The bfl_edit() function does three important things:

  • It takes three inputs, including the edit prompt, the base image we want to modify, and an optional list of reference images. 
  • We build a JSON payload with the edit prompt and the base image encoded as base64 PNG. If reference images are provided, we attach them using the API’s indexed format. This allows us to supply up to three reference images alongside the base image, which is enough for many practical workflows such as color palette transfer, style anchoring, or object grounding.
  • Next, we submit the request to the API endpoint and parse the response. The API returns a polling_url that we must query repeatedly until the job finishes. We implement this using a simple polling loop with two guardrails, a polling interval that avoids excessive requests, and a timeout that prevents the notebook from waiting indefinitely.

Once the status becomes Ready, the API response contains a signed URL to the output image. We download that image using our earlier url_to_pil() helper function and return it as a PIL image.

In the next step, we’ll implement session history so users can revisit any generated or edited output.

Step 5: Adding history 

At this point, the final piece we need before building the UI is a lightweight session memory layer so users can revisit previous outputs. We implement history using two Gradio state objects:

  • base_img_state stores the current working image (the image that future edits will apply to).
  • history_state stores every generated or edited version as a list of dictionaries, each containing an image and a short label.
def update_history(history):
    choices = [f"{i}: {h['label']}" for i, h in enumerate(history or [])]
    return gr.update(choices=choices, value=choices[-1] if choices else None)
def on_generate(prompt, history):
    img = local_generate(prompt)
    new_history = list(history or [])
    new_history.append({"img": img, "label": "Generated Base"})
    return img, img, new_history, update_history(new_history), "Base image generated."
def on_edit(edit_prompt, ref2, ref3, ref4, base_img, history):
    if base_img is None:
        raise gr.Error("Please generate a base image first.")
    refs = [r.convert("RGB") for r in (ref2, ref3, ref4) if r is not None]
    out = bfl_edit(edit_prompt, base_img, refs)
    new_history = list(history or [])
    new_history.append({"img": out, "label": f"Edit: {edit_prompt[:20]}..."})
    return out, out, new_history, update_history(new_history), "Edit successful."
def on_load(choice, history):
    if not history or not choice:
        return None, None, "No history to load."
    idx = int(choice.split(":")[0])
    img = history[idx]["img"]
    return img, img, f"Loaded entry #{idx}."
def on_clear():
    return None, None, [], gr.update(choices=[], value=None), "Cleared everything."

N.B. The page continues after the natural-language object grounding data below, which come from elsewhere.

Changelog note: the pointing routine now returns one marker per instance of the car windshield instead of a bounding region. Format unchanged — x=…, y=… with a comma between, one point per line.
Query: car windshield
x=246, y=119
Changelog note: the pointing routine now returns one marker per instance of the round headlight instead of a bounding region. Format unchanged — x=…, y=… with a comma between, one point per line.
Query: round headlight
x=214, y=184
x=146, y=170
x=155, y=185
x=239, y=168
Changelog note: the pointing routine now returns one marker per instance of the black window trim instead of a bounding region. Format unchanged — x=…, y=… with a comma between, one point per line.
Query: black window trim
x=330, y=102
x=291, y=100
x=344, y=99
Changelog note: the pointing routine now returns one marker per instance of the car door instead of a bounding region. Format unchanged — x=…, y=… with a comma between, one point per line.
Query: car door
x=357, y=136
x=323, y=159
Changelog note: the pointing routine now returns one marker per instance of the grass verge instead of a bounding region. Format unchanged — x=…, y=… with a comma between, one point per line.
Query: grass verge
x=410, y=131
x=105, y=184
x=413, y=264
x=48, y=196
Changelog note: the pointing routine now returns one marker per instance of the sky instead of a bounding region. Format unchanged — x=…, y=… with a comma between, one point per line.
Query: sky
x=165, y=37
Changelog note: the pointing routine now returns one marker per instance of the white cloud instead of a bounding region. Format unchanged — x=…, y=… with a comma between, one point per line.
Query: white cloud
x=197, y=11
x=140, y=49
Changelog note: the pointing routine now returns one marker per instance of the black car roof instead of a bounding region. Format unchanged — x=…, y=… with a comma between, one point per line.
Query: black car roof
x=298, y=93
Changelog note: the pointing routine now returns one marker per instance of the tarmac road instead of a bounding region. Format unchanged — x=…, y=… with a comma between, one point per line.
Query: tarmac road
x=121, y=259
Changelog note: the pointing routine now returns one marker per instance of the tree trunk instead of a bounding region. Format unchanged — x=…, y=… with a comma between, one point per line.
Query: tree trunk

The functions above form the core logic for maintaining image history in our demo:

  • The update_history() function formats the session history into a dropdown. Each entry is labeled with its index and a short description, and the dropdown automatically selects the newest item by default. This keeps the UI in sync without requiring manual refresh logic.
  • The on_generate() callback runs local_generate() to create the initial base image. It then appends the result to history as {"img": img, "label": "Generated Base"}. The function returns both the image and the updated history state, along with a dropdown update so the new entry becomes visible immediately.
  • The on_edit() callback is similar, but it calls bfl_edit() instead. It takes the current working image and some optional reference images, applies the edit via the API, and appends the output to history. It also returns the edited output as the new base_img_state, meaning future edits apply to the most recent image unless the user explicitly loads an older version.
  • The on_load() callback parses the selected dropdown entry, retrieves the corresponding image from history_state, and makes that image the active working image again. This allows users to branch their edits from any previous checkpoint.
  • Finally, the on_clear() function resets everything. It clears the output, clears the base image state, resets the history list, and empties the dropdown choices.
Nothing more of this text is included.